The research could help individual patients – as well as a larger collective.
“Ultimately, the goal of this grant is to close critical gaps in women’s health by making nanomedicine more precise, effective, and inclusive,” said Lanier, who is also an affiliate faculty member in Cell Biology and Physiology and a member of the Cancer Therapeutics Program at the UNM Comprehensive Cancer Center.
Lanier said she’s had great support from colleagues across UNM for her proposed work, including Mara Steinkamp in the Department of Pathology; Sarah Adams of the Comprehensive Cancer Center and the Department of Obstetrics and Gynecology; Gabriel López, Achraf Noureddine, Andrew Shreve, and C. Jeffrey Brinker of Chemical and Biological Engineering. Lanier also said she appreciates the encouragement from Engineering Dean Donna Riley, who has championed the Engineering Health Equity Initiative. The project aims to combine engineering innovation with healthcare in order to reduce disparities in underserved populations.

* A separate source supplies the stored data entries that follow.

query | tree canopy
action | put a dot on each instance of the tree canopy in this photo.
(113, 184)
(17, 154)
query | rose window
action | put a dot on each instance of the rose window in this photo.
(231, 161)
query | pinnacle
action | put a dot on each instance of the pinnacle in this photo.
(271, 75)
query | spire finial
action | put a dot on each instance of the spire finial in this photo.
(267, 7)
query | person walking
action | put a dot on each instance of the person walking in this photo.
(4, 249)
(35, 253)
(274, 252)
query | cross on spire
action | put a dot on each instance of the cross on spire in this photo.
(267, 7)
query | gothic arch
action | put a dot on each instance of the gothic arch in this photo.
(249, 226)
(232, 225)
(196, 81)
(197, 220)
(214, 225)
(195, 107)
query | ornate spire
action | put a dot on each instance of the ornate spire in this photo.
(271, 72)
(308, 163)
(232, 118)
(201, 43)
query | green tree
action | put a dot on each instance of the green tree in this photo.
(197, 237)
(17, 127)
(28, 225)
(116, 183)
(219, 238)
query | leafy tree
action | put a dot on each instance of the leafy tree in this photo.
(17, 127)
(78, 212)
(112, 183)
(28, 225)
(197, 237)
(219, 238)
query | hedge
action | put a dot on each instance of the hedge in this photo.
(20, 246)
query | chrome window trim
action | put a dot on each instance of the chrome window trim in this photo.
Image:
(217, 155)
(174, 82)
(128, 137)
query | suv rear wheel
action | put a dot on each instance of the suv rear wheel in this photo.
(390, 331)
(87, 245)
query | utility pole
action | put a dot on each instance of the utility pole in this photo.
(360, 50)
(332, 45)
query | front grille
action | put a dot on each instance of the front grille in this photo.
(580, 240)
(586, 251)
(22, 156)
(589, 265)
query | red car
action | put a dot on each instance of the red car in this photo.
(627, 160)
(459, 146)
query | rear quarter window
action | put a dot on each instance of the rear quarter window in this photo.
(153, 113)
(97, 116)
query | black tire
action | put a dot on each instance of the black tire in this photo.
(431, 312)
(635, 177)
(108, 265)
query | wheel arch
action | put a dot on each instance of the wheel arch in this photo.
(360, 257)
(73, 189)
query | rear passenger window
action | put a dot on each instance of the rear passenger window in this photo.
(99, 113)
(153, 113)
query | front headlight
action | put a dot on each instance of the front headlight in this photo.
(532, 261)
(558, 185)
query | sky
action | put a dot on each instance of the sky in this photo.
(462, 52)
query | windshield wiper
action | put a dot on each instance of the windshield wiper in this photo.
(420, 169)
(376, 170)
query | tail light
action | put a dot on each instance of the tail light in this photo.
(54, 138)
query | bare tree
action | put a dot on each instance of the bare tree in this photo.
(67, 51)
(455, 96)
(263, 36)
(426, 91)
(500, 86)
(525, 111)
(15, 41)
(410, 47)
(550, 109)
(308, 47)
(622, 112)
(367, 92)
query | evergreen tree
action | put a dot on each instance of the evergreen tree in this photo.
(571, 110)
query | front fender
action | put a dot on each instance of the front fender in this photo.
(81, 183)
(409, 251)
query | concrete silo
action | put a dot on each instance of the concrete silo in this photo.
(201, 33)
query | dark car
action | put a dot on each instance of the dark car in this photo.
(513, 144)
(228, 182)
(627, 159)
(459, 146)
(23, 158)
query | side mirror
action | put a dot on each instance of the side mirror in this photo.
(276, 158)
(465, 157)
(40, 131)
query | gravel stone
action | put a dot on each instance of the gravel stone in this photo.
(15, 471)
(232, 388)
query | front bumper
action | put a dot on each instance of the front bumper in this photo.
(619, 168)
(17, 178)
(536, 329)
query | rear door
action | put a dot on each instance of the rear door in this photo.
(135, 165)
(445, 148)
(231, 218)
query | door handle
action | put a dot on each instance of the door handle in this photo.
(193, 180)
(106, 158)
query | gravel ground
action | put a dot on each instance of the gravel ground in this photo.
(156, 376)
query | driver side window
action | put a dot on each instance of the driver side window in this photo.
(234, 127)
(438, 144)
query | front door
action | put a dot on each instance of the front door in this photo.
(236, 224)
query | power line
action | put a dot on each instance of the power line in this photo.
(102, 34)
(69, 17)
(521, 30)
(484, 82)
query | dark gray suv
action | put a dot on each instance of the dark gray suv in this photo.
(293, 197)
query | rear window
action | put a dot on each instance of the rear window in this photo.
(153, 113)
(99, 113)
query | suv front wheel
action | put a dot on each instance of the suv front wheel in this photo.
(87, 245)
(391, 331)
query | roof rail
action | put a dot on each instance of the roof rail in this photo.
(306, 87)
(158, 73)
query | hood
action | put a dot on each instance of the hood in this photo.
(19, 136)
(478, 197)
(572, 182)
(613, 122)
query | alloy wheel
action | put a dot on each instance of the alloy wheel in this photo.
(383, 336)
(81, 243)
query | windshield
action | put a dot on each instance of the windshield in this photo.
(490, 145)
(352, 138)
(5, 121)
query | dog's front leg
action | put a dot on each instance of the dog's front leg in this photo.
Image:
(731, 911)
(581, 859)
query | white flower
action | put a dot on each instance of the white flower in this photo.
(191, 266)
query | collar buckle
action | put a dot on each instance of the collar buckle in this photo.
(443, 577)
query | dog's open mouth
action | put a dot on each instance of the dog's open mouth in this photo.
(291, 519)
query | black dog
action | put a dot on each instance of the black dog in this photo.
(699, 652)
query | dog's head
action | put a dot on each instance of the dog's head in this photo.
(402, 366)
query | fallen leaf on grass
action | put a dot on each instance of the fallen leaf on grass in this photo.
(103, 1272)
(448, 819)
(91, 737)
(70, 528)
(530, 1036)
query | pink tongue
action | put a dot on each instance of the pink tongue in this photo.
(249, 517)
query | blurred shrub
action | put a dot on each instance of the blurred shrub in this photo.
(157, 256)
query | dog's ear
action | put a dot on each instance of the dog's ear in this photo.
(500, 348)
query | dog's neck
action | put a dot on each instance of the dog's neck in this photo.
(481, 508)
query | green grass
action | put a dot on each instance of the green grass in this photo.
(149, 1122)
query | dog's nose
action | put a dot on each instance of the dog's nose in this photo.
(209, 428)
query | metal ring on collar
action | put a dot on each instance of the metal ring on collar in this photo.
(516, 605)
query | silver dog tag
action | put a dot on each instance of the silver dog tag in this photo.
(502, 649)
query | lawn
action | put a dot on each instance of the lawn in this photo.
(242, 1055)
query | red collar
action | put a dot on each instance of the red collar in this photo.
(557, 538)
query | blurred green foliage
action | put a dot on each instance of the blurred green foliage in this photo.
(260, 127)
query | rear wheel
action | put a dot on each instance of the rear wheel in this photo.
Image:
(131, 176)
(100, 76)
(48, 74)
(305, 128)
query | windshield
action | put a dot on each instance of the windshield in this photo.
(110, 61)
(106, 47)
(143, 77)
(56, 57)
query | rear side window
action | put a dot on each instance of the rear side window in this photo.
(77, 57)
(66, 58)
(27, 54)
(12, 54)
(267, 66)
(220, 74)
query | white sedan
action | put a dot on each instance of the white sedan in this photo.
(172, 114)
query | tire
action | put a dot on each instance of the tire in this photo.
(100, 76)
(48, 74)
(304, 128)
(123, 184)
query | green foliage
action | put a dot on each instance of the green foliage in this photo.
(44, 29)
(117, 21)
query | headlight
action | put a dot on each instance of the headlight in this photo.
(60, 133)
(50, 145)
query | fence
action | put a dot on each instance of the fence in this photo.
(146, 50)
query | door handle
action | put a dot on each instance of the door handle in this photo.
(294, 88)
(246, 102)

“My research on women’s health and sex-based differences in nanomedicine aligns closely with this vision, and my R35 award supports that mission by developing drug delivery systems designed to better account for biological differences and improve treatment outcomes,” Lanier said.
This fall, Lanier also will teach a new course at UNM, Health Equity for Engineering.
“I originally developed this course as a postdoctoral fellow at UT Austin as the first health equity class in the country focused on engineering design principles, and I’m thrilled to bring it here to inspire the next generation of engineers to think critically about inclusivity, innovation, and impact.”